Rep: Qommarria Rostanti/ Red: Andi Nur Aminah
Sejumlah siswa dan guru melihat bangunan sekolahnya yang rusak di SDN Cibugis, Desa Cibugis, Kelapa Nunggal, Kabupaten Bogor, Jawa Barat, Senin (29/2).
Foto: Antara/Yulius Satria Wijaya
Sejumlah siswa dan guru melihat bangunan sekolahnya yang rusak di SDN Cibugis, Desa Cibugis, Kelapa Nunggal, Kabupaten Bogor, Jawa Barat, Senin (29/2).

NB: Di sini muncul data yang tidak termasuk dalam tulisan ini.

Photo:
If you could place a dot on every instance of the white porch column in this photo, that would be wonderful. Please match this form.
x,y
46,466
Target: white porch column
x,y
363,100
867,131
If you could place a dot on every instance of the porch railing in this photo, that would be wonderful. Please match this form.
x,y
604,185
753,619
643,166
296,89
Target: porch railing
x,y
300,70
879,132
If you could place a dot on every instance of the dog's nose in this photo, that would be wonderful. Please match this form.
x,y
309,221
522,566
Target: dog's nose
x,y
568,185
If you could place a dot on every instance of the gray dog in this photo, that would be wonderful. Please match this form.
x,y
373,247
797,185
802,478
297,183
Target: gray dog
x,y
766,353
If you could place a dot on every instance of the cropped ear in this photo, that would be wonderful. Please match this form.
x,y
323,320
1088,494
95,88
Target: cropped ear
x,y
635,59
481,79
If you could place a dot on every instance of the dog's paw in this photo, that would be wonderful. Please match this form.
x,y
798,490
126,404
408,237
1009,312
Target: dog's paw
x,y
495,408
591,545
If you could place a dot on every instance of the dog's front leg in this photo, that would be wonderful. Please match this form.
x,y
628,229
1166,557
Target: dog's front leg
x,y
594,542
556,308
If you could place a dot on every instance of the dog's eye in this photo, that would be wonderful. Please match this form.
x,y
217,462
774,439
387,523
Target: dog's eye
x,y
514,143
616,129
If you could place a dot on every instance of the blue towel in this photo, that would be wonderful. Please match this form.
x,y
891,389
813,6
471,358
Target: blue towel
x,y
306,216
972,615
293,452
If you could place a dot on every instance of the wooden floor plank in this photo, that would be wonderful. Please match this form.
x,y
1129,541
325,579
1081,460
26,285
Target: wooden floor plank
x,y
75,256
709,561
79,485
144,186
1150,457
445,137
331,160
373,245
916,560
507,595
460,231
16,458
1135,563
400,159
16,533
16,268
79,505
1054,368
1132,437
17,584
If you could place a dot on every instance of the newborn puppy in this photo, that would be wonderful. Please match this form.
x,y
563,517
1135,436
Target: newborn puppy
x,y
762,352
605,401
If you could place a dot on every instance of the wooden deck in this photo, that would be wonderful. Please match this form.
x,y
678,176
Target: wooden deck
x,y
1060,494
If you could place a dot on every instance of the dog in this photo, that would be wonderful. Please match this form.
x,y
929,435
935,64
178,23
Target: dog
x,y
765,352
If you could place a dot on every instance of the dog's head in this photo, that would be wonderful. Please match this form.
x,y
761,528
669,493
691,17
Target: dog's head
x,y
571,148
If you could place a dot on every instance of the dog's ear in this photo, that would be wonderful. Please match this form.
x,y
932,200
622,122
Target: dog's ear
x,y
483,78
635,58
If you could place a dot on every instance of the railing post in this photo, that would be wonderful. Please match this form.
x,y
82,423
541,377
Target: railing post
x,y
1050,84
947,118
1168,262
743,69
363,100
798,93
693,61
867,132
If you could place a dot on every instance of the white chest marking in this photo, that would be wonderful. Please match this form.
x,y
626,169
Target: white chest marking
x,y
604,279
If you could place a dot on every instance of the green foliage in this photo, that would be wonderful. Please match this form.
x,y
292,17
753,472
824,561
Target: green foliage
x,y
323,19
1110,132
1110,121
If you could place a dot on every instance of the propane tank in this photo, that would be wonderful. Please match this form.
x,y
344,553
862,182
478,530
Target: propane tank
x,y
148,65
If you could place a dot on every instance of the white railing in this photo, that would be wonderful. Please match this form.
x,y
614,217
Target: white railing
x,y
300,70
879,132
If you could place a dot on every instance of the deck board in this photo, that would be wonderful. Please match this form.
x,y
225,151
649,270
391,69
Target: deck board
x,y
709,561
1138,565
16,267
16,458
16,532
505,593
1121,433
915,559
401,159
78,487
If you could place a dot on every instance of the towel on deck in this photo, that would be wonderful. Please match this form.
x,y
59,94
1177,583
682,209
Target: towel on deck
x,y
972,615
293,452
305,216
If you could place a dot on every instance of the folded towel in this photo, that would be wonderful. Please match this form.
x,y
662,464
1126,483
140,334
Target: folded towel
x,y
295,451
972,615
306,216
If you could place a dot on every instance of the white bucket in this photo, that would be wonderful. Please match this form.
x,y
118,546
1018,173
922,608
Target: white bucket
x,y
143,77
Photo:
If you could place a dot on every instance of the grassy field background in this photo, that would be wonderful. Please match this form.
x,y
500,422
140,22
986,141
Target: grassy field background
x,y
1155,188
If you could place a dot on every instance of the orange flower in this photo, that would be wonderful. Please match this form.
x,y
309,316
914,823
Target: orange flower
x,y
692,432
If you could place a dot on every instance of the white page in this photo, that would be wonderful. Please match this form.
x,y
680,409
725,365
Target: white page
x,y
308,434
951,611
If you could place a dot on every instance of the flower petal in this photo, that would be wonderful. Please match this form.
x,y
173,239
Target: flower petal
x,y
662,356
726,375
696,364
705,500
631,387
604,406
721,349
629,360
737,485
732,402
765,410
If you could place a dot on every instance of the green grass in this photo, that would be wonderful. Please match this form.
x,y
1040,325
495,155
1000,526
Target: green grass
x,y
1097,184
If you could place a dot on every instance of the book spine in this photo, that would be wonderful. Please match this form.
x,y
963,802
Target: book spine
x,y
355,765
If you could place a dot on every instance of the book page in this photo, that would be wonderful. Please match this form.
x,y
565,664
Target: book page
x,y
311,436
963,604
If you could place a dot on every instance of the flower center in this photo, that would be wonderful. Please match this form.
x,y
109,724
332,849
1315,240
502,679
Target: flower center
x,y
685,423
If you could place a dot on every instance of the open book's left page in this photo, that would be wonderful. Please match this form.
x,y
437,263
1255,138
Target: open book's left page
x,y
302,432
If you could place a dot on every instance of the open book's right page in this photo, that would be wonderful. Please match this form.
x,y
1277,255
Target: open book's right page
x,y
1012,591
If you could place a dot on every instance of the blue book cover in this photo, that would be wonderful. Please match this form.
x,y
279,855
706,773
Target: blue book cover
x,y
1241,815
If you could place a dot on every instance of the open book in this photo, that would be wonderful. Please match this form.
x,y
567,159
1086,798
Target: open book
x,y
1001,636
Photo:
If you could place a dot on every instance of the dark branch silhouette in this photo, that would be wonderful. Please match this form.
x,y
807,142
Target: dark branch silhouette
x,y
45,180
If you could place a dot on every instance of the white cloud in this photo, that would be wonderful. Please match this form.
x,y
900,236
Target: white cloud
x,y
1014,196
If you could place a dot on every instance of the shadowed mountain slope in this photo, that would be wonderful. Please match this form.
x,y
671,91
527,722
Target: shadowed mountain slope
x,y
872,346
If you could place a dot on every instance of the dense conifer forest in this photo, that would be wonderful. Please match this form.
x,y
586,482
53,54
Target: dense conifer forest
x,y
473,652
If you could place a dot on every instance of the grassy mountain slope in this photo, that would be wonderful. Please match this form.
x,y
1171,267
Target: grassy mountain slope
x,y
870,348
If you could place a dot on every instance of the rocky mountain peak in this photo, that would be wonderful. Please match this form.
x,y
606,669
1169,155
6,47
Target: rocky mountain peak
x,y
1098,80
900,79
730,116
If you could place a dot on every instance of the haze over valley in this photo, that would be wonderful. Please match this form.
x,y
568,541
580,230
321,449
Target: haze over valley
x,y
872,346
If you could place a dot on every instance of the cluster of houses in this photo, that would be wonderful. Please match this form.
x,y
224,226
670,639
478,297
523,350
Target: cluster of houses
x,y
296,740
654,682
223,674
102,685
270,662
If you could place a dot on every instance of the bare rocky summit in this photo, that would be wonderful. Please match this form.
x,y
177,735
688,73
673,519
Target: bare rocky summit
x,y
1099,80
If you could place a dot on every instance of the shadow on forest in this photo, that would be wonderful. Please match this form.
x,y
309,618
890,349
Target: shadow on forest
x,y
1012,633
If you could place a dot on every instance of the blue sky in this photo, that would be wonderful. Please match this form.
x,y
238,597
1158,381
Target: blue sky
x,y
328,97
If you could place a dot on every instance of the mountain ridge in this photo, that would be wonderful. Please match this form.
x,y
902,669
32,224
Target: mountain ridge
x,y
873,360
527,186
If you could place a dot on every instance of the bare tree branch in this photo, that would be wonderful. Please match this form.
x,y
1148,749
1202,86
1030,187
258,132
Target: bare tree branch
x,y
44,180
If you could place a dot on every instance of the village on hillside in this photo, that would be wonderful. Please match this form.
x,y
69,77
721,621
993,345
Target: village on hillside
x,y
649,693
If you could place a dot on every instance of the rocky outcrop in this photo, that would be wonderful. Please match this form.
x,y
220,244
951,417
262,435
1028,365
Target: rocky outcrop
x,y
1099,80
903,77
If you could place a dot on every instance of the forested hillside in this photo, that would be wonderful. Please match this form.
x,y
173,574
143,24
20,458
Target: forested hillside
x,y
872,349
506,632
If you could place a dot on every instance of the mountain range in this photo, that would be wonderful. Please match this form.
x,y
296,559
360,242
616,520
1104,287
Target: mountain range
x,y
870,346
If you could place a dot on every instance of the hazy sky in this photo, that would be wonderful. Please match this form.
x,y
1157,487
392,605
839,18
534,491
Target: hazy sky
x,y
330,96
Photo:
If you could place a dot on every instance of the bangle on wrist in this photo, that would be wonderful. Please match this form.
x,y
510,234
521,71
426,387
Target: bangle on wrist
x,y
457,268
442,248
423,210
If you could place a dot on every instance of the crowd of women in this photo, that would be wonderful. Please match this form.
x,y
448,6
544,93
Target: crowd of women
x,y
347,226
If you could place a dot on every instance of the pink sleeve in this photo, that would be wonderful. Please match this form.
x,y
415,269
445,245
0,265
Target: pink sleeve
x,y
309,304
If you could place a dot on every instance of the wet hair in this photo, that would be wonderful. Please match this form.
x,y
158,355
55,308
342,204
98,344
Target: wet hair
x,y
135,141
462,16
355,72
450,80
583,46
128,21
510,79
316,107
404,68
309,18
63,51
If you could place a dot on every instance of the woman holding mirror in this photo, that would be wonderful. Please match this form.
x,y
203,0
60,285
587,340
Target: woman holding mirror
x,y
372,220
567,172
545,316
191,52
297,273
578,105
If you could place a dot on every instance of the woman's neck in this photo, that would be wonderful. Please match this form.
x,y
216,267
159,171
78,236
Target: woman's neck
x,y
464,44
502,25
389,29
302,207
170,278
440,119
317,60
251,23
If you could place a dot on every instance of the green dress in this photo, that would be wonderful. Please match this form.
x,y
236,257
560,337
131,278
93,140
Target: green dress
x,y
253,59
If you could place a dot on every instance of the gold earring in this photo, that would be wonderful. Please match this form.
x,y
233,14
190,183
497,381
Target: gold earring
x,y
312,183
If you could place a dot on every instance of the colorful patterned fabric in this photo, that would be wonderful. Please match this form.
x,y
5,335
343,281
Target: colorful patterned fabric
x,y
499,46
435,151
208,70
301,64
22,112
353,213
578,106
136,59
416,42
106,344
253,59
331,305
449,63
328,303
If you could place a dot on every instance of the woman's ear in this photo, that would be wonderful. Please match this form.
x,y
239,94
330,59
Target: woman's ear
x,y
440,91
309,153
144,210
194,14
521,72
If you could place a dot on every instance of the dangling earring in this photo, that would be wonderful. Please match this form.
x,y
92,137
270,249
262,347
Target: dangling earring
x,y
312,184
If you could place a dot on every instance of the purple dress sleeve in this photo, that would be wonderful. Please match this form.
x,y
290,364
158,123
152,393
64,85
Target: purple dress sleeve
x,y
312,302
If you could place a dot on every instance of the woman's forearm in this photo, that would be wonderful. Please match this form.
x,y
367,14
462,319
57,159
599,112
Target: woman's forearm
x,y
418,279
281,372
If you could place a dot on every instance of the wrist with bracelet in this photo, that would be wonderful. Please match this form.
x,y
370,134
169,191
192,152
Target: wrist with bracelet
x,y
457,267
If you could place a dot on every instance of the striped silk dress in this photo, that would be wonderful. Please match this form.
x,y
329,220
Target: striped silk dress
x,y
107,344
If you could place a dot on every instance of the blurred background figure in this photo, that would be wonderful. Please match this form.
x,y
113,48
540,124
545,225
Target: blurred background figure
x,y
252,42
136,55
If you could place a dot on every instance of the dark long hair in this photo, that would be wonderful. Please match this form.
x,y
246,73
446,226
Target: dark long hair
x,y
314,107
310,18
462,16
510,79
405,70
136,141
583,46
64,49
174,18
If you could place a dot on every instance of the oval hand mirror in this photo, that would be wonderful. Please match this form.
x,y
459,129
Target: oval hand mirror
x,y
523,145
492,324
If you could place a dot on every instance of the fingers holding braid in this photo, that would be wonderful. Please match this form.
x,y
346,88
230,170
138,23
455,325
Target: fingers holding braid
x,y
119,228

REPUBLIKA.CO.ID, JAKARTA -- Kementerian Pendidikan dan Kebudayaan beberapa waktu lalu menggagas program sehari penuh di sekolah (full day school). Namun ternyata ada hal penting yang harus diprioritaskan Kemendikbud, yakni perbaikan ruang kelas.

Persoalan tersebut dinilai lebih mendesak dan bersifat harus ditangani karena akan menganggu kualitas pendidikan. Berdasarkan data Kemendikbud 2016, jumlah ruang kelas yang rusak berat dan sedang mencapai 183.239 unit. Itu artinya, terdapat sekitar lima sampai enam juta siswa yang selama ini belajar dalam situasi tidak nyaman dan dalam situasi terancam bahaya.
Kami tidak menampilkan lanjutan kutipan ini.